When does Christmas start in your household? At what point is it socially acceptable to put up your tree and start playing Mariah Carey’s ‘All I Want for Christmas is You’ at full pelt?

With the regularity of a liturgical calendar, the Christmas adverts on TV arguably mark the beginning of the festive period for many of us. Nowadays, the Christmas ad is as much a part of the season as Boxing Day sales, broken toys, and left-over turkey.

Although it’s perhaps lost something of its lustre over the years, the John Lewis ad is still something of a benchmark. This year’s – ‘Unexpected Guest’ – sees our young hero befriending an alien who has crash-landed their ship in his local woods.

Overcoming his initial hesitancy, he introduces the visitor to the delights of the season: wearing novelty jumpers, eating mince pies, throwing snowballs, watching schmaltzy films. And all to a stripped-back cover of the 1984 classic, ‘Together in Electric Dreams’, the tale of friendship reaching a climax with the lyric ‘love never ends’.

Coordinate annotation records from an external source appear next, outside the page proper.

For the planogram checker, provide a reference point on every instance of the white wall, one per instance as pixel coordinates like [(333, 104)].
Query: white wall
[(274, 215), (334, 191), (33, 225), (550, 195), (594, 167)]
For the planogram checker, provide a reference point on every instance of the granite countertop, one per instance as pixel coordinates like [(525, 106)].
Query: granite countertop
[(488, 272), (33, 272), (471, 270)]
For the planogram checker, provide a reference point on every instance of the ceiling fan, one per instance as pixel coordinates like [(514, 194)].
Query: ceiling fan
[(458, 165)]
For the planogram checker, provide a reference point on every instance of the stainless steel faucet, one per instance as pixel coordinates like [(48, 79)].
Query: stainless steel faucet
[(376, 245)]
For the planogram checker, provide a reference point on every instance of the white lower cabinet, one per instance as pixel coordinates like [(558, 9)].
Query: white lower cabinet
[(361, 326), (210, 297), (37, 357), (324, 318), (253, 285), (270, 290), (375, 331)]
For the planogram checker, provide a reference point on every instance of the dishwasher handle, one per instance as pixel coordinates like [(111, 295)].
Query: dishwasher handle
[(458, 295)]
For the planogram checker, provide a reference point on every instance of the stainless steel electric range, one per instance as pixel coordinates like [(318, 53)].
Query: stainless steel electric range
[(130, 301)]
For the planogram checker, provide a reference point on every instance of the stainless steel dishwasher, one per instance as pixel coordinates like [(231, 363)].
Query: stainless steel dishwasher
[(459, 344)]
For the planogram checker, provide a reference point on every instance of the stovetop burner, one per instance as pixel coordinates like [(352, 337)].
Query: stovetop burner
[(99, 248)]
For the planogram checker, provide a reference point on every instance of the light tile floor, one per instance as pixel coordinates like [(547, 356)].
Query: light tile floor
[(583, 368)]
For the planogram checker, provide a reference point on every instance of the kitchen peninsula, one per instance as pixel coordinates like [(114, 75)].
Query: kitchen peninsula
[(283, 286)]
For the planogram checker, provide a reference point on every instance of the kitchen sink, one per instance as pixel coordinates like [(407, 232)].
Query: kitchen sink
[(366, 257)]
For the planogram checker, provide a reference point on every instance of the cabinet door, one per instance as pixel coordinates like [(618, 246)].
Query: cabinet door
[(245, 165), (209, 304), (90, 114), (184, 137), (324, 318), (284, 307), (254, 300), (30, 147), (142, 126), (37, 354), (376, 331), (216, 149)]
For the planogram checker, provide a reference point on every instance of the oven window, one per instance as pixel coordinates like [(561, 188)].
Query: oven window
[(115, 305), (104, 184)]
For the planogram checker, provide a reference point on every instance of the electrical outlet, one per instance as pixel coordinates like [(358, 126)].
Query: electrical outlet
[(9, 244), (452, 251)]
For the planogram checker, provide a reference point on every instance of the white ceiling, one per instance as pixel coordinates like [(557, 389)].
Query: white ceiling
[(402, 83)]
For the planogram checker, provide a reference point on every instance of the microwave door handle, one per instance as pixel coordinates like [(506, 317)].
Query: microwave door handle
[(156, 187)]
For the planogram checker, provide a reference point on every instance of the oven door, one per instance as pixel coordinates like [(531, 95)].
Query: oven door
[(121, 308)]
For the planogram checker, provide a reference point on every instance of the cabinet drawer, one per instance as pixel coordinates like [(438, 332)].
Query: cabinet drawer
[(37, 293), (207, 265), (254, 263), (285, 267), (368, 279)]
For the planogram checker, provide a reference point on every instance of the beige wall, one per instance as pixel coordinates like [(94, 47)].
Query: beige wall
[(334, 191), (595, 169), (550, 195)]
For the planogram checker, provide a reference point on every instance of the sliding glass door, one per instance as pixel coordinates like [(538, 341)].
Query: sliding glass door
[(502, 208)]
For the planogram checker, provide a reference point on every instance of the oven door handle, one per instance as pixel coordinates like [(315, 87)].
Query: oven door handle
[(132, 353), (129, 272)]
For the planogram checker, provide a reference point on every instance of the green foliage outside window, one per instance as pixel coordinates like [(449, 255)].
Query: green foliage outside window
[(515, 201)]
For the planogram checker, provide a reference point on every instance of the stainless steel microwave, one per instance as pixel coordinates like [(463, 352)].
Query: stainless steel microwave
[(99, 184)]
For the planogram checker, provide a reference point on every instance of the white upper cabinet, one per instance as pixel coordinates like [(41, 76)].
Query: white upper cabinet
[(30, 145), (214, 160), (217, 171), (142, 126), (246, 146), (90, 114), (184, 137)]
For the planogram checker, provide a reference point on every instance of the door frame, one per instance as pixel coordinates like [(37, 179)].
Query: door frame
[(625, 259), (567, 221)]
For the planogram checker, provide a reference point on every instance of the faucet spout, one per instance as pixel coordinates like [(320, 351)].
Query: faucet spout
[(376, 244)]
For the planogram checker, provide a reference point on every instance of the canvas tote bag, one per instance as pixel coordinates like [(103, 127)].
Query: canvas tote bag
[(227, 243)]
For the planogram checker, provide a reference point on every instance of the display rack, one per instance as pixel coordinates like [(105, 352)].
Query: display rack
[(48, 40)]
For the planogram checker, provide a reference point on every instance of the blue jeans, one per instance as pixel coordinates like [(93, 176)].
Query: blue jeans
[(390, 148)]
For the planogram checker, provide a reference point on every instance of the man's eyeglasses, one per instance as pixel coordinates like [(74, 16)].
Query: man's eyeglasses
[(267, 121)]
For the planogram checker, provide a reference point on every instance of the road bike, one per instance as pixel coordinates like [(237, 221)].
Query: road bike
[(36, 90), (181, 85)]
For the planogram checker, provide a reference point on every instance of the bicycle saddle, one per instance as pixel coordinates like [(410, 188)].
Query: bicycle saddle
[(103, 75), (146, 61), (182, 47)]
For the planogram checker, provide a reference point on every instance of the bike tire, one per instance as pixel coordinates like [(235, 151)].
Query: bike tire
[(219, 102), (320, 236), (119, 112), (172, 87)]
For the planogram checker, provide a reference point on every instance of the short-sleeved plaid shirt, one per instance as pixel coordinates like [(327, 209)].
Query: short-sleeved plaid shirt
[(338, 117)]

The ad’s tagline – ‘For a Christmas as magical as your first’ – interprets their story for us, inviting us to reach back to something more basic, more lasting, more secure.

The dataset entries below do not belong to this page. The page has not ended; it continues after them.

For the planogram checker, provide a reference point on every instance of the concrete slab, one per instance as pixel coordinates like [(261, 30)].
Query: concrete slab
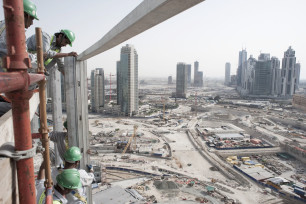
[(114, 195), (143, 17)]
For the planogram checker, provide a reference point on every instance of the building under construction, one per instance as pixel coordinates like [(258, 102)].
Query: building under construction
[(15, 125)]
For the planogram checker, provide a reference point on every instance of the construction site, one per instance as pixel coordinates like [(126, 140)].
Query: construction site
[(219, 155), (210, 147)]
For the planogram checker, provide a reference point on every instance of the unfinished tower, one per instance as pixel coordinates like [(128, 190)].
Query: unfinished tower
[(181, 80), (97, 89), (127, 75), (290, 73)]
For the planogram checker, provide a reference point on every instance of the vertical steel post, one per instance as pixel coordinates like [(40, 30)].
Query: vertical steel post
[(18, 60), (42, 109)]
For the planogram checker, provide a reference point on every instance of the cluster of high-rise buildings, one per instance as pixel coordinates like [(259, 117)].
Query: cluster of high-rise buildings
[(183, 78), (265, 76), (97, 85), (127, 83)]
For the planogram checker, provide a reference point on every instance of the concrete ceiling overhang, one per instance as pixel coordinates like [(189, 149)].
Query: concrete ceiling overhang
[(146, 15)]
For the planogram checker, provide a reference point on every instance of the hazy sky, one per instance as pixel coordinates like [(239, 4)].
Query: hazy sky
[(213, 32)]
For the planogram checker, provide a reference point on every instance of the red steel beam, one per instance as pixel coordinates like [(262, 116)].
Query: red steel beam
[(18, 60), (13, 81), (23, 141)]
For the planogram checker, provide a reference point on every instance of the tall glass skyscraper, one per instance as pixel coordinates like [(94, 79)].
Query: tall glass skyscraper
[(181, 80), (97, 89), (127, 80)]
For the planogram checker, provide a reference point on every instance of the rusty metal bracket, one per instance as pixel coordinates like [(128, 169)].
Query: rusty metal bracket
[(8, 150)]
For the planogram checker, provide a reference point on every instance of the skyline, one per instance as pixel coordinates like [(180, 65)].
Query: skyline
[(212, 33)]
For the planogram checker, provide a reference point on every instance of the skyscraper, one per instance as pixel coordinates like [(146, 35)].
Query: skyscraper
[(198, 76), (276, 76), (196, 69), (227, 73), (263, 75), (181, 80), (97, 89), (127, 75), (169, 79), (188, 74), (290, 73), (241, 67)]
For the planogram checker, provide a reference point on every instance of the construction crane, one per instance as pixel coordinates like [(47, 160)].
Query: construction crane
[(131, 139)]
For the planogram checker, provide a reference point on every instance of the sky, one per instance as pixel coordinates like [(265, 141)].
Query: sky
[(212, 33)]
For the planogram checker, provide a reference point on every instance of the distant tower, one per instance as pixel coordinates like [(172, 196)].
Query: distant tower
[(119, 83), (196, 69), (290, 73), (263, 75), (97, 89), (241, 67), (276, 76), (181, 80), (227, 80), (169, 79), (127, 73), (188, 74)]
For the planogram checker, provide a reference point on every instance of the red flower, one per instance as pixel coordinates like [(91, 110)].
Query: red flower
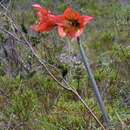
[(46, 19), (71, 23)]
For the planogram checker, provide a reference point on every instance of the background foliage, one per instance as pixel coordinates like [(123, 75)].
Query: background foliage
[(31, 100)]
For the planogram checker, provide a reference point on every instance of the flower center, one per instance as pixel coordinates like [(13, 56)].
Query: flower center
[(74, 23)]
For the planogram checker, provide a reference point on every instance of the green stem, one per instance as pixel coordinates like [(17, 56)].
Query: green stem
[(94, 84)]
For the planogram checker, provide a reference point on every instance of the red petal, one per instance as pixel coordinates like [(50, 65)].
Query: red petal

Where might that be found?

In part, it’s found in that which the ad itself captures – in befriending strangers and sharing traditions. Treating people as unexpected guests rather than unwelcome intrusions makes sense for those who are themselves part of the story in which God loves, Jesus serves, and the Spirit ministers – in self-giving tenderness towards us. Sentiment aside, how might we demonstrate over the festive season, and beyond, a generosity of heart and home?

But in a storyline which raises the possibility of an ‘unexpected guest’ coming to earth, and with a tagline which invites us to rediscover the magic of our ‘first’ Christmas, we might be encouraged to think of the very first Christmas of all.

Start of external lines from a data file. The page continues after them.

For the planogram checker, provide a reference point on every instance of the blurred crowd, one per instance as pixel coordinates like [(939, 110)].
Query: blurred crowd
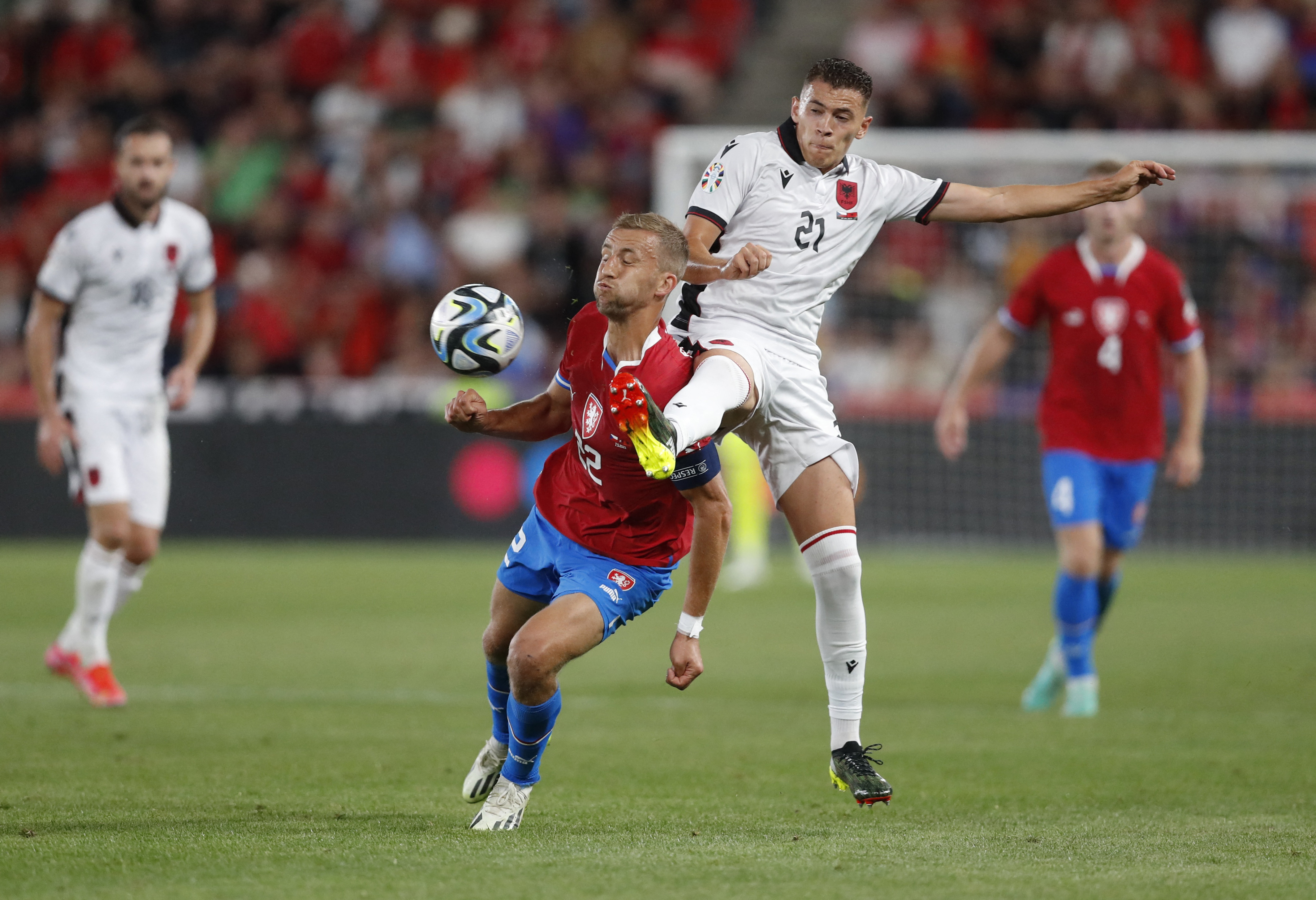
[(1090, 64), (357, 157), (1245, 240)]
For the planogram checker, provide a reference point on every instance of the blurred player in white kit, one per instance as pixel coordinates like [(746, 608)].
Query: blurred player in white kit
[(116, 271)]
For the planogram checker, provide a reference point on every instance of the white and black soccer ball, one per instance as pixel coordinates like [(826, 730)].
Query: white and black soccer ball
[(477, 331)]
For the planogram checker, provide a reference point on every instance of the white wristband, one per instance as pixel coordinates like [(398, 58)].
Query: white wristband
[(690, 625)]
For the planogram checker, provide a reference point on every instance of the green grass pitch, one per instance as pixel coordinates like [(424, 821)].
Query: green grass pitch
[(300, 718)]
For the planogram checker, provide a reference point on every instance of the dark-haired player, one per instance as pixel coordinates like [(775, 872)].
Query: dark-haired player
[(776, 227), (1110, 302), (603, 539), (116, 271)]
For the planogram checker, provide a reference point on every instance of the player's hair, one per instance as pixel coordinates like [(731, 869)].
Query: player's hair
[(1103, 168), (841, 74), (144, 124), (673, 249)]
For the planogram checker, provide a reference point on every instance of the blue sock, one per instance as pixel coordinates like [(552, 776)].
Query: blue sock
[(1105, 595), (499, 689), (1076, 621), (531, 729)]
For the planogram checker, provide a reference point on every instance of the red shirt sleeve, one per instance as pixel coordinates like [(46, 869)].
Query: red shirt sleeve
[(1178, 320)]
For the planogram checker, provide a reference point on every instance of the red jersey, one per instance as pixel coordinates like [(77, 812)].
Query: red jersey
[(1103, 391), (593, 489)]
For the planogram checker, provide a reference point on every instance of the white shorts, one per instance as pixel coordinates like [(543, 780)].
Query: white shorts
[(123, 454), (794, 424)]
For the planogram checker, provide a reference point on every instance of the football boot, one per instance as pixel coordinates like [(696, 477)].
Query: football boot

Whatever we make of Christmas TV ads, the longings they reflect about relationship, togetherness, and harmony come together in the one who is truly able to offer them. It’s not that the sentiments are wrong. It’s that the solution to our sense of lack is located in the wrong place. The ads lay out a need we have that can be met only in the one who came that first Christmas to set in motion a divine rescue plan – Immanuel, God with us.


Antony Billington
Theology Advisor, LICC


Image: John Lewis 2021 Advertisement 


  1. Thanks Antony, great thought. I guess my response, having seen the ad, would be just a little different. You could say its story of the little boy befriending the alien, and the ‘message’, very powerfully & imaginatively captures something of the FEELING of the love & tenderness of God – as you indeed allude to. The Christian challenge is, as CS Lewis for instance recognised (and to a high degree met) in his portrayal of Narnia & Aslan, to be similarly imaginative in the contemporary ways we point to Immanuel. A challenge that in my own poetry & story work I’m engaged with & passionate about…

    By Bruce Gulland  -  10 Dec 2021
  2. Delightful reading of and response to the John Lewis ad, thanks as ever to Anthony Billington.

    By Luke Walton  -  10 Dec 2021
  3. Thanks Bruce. Grateful, as always, for your reflections. Plus, probably no surprise that I agree with you. I’m aware this year’s John Lewis ad had its haters, but I liked it, and there were several directions in which I could have taken it. As always, I felt the constraints of the the 400-word limit! All joy to you – Antony

    By Antony Billington  -  10 Dec 2021
  4. Thanks so much for this, Anthony. I was particularly “nailed” by your phrase, “Treating people as unexpected guests rather than unwelcome intrusions”. Provoked me to think of – and be similarly “nailed” by – such parallel phrases as, “Receiving requests for help as opportunities to serve rather than nuisance disruptions to my plans”!